How do employers benefit by supporting the NCRC?

Recommending that job applicants possess the NCRC by referencing it in job descriptions and postings represents the starting point. Employers who choose to incorporate the credential into their internal processes commonly use it to supplement the information they request from job applicants. This often includes level of education, academic credentials, work experience, reference checks, background checks, interviews, and recommendations. A benefit of using the NCRC is the opportunity to position essential employability skills as an additional factor that helps determine whether an applicant is qualified. The credential provides a level of assurance that newly hired workers are equipped to learn the responsibilities that will be assigned to them and are capable of taking on greater responsibility in the future. Supporting the NCRC also enables employers to improve the local workforce by helping future workers prepare for employment through the acquisition of a clearly defined set of skills.

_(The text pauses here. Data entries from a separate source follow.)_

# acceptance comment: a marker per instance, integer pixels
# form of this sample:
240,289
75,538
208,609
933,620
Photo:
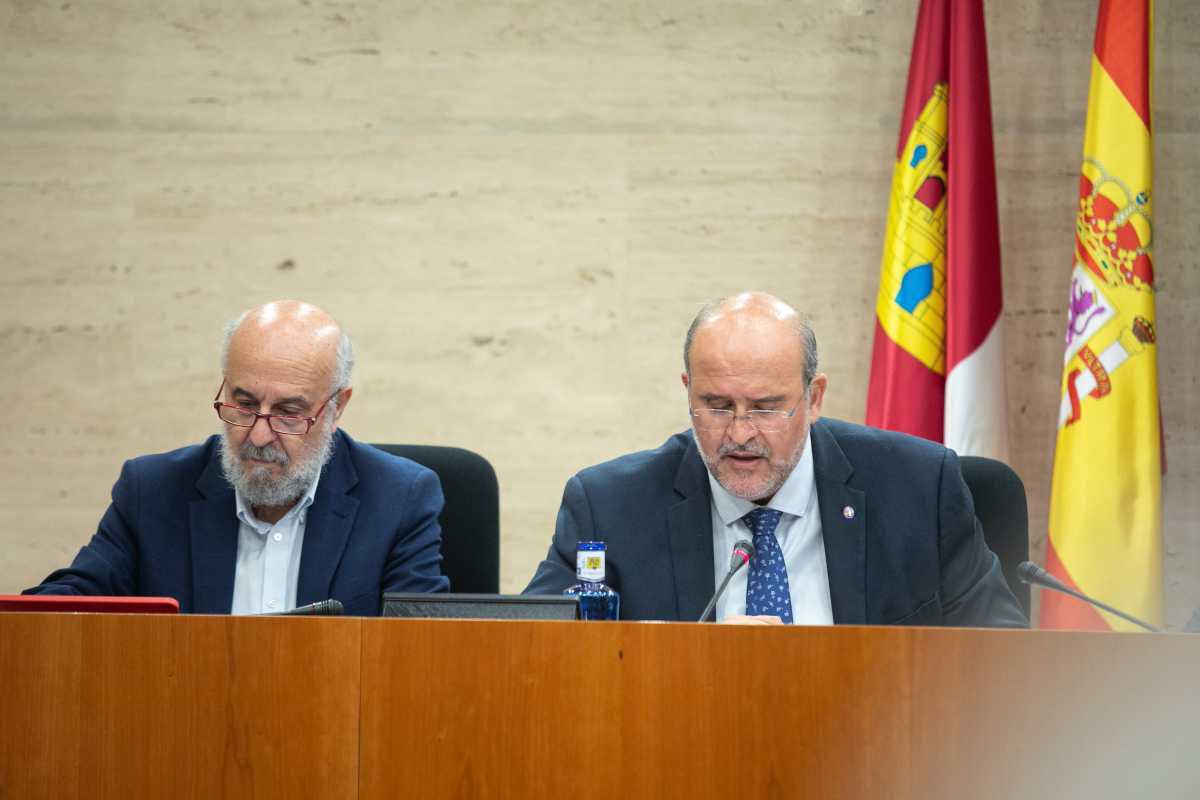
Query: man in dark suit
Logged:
281,509
851,524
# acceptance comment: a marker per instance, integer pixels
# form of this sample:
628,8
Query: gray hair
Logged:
803,329
343,365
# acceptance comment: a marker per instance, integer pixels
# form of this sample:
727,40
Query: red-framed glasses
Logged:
286,423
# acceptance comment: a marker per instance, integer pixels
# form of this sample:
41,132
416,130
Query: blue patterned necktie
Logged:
767,591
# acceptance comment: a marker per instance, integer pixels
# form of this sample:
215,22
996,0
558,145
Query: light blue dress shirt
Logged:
799,537
269,558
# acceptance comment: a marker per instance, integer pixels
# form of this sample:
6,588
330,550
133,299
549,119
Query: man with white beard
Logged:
279,510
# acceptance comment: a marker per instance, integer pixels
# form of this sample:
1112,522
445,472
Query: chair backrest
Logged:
1001,507
471,519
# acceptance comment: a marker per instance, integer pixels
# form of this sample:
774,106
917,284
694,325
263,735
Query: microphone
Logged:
743,551
1030,572
324,608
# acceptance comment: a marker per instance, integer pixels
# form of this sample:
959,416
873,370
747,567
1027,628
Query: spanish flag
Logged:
1105,500
937,365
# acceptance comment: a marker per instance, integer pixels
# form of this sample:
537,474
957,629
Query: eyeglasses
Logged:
763,420
286,423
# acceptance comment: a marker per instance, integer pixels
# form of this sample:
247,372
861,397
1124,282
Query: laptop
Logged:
479,606
89,603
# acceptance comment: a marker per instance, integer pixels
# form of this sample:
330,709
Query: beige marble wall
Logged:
515,208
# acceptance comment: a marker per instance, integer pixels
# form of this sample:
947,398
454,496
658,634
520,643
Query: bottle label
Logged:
589,565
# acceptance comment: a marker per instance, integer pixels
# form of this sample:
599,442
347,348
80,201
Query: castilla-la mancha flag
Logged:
937,366
1105,499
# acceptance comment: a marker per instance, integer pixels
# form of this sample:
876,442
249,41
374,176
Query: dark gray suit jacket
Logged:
172,530
911,554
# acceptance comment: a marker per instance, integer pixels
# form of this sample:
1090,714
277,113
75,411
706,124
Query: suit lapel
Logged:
844,531
328,527
690,531
214,541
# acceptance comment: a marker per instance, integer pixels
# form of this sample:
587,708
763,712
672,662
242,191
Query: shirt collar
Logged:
792,497
246,515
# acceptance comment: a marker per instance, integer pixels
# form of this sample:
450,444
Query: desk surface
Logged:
205,707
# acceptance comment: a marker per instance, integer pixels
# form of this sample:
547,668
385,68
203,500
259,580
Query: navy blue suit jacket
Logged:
172,530
912,553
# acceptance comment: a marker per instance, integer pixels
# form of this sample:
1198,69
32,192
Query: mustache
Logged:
269,453
748,449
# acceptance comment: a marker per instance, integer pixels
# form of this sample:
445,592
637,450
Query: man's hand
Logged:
757,619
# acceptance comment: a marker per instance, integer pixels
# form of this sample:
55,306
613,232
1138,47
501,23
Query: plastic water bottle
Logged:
597,599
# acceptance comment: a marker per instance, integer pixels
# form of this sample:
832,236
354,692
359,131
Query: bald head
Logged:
754,322
293,335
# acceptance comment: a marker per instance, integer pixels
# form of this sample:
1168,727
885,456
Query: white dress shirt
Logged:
269,558
799,539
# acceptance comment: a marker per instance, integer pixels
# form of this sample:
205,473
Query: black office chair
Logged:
471,519
1000,504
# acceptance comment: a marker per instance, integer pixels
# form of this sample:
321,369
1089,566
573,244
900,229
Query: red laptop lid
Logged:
89,603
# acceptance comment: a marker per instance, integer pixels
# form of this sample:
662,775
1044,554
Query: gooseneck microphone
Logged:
324,608
1030,572
743,551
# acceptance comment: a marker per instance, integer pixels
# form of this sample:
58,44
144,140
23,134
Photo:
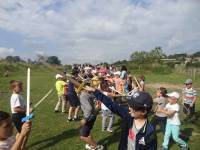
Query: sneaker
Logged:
110,130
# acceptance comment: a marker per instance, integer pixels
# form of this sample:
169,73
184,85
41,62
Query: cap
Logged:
58,76
117,73
141,99
174,94
188,81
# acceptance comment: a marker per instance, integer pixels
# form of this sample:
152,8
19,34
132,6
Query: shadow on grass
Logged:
51,141
113,137
185,136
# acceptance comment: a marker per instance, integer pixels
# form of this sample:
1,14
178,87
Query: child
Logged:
7,140
189,99
142,82
18,106
160,118
89,113
137,133
60,84
119,83
105,111
173,122
74,102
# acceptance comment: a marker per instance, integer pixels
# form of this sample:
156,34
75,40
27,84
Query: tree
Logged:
53,60
156,54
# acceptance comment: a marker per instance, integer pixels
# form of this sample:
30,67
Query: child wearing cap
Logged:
189,99
137,132
160,118
60,88
173,122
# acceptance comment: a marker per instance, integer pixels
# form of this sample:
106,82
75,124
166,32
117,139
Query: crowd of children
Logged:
111,91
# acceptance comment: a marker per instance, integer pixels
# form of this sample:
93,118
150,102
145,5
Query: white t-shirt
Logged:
16,101
7,144
174,119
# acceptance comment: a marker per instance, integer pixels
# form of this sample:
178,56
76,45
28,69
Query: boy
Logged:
189,99
60,84
137,133
89,113
7,140
160,118
173,122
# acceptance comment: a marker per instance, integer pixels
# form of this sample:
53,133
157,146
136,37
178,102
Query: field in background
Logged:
52,131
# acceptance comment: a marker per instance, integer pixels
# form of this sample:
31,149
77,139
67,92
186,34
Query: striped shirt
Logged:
189,95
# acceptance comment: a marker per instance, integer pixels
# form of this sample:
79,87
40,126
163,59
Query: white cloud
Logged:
98,30
6,51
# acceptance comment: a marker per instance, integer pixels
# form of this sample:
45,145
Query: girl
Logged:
7,140
18,106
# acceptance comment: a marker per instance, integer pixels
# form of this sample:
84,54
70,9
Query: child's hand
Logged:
26,128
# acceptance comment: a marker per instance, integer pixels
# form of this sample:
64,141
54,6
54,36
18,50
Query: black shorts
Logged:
17,120
85,130
188,110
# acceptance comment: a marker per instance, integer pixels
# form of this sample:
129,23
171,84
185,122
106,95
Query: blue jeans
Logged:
173,130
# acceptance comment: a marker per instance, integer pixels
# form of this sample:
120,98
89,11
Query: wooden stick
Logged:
28,93
137,82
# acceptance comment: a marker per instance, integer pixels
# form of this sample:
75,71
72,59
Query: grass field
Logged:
52,131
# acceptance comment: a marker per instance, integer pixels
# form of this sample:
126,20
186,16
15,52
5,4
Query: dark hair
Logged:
163,91
3,116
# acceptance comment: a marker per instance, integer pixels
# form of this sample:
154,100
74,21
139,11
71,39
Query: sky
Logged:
94,31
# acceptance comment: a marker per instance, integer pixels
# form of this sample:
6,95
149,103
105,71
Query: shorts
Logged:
86,129
107,113
17,120
188,110
73,100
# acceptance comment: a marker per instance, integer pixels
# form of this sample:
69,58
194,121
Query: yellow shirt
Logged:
60,87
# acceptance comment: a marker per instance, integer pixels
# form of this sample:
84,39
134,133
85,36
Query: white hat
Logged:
58,76
117,73
174,94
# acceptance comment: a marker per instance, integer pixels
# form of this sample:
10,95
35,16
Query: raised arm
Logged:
107,101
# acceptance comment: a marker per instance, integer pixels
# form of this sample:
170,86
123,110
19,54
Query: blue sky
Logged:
97,30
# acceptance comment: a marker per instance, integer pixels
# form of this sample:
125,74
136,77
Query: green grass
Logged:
52,132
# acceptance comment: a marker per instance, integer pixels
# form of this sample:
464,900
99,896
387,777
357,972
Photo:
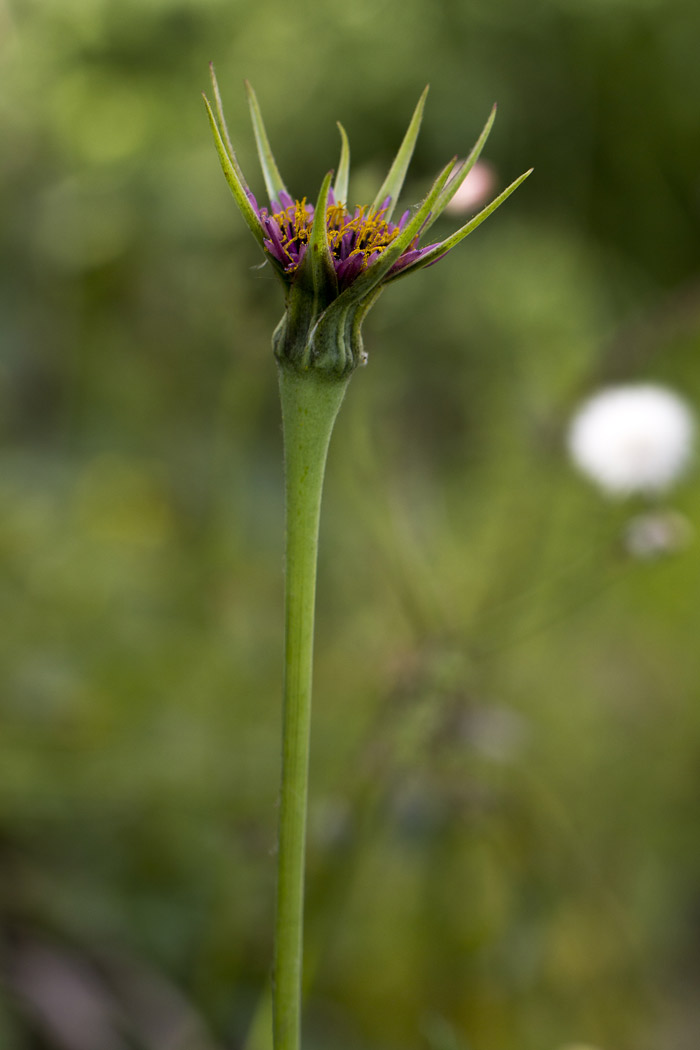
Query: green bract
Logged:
334,263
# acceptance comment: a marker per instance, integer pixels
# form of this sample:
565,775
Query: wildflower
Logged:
636,438
475,188
335,260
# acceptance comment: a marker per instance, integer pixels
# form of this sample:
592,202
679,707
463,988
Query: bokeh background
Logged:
504,845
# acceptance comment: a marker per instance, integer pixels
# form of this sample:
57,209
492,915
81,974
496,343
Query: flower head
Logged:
335,260
636,438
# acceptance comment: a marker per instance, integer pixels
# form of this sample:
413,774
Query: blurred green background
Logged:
504,844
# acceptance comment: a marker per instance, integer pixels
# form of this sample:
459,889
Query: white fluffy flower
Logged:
633,439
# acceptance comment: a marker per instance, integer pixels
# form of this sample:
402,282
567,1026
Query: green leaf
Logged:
391,185
273,180
340,185
224,127
460,234
322,270
375,274
462,173
237,187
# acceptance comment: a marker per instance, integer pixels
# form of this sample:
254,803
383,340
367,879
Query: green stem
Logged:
310,405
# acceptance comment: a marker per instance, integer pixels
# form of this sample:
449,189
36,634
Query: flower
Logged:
333,260
636,438
475,188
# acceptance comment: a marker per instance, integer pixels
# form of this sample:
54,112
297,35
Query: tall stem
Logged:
310,405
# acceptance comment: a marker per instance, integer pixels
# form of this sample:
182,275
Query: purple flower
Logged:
333,260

How can employers build on their use of the NCRC?

The NCRC is incorporated into the ACT WorkReady System, which means that it shares evidence-based linkages with other system components. These include the full portfolio of WorkKeys assessments, occupational research services, curriculum and learning management tools, and data analytics. Although the relationship between the credential and the WorkKeys system creates similarities, they are used by employers for very different purposes. The NCRC and NCRC Plus represent a widely recognized credential used to document foundational skills that are relevant to a wide range of jobs. The WorkKeys system is used for broader purposes that include identifying and assessing skills and skill levels that enhance performance in specific jobs and work environments. Methods for analyzing jobs are provided by the ACT WorkReady System’s research component. Recommending the NCRC represents minimal engagement with the system. Employers who undertake broader engagement can position the credential as a cornerstone for a wide range of functions related to recruitment and selection, human resources, training and development, and performance management. While this requires substantial investment of resources, many employers choose to fully implement the WorkKeys system in order to expand on the fundamental benefits of the NCRC.

How will I know that the credentials presented by job applicants are authentic?

The National Career Readiness Certificate can be verified online.

How do employers use the NCRC Plus?

The NCRC Plus and the information provided by the Talent assessment connect work behavior to job success. Both tools help people understand how they need to change in order to succeed in work, training, interviews, and life. The NCRC Plus gives employers additional insight into how an individual’s personality will contribute to on-the-job performance, helping them understand the tools and methods that will make people more successful. Productive behaviors can be taught and learned, and the soft skills documented by NCRC Plus are useful to both personal development and improving work performance. Like the NCRC, the information provided by the NCRC Plus should not be used as the sole criteria for determining whether an applicant is qualified for a job.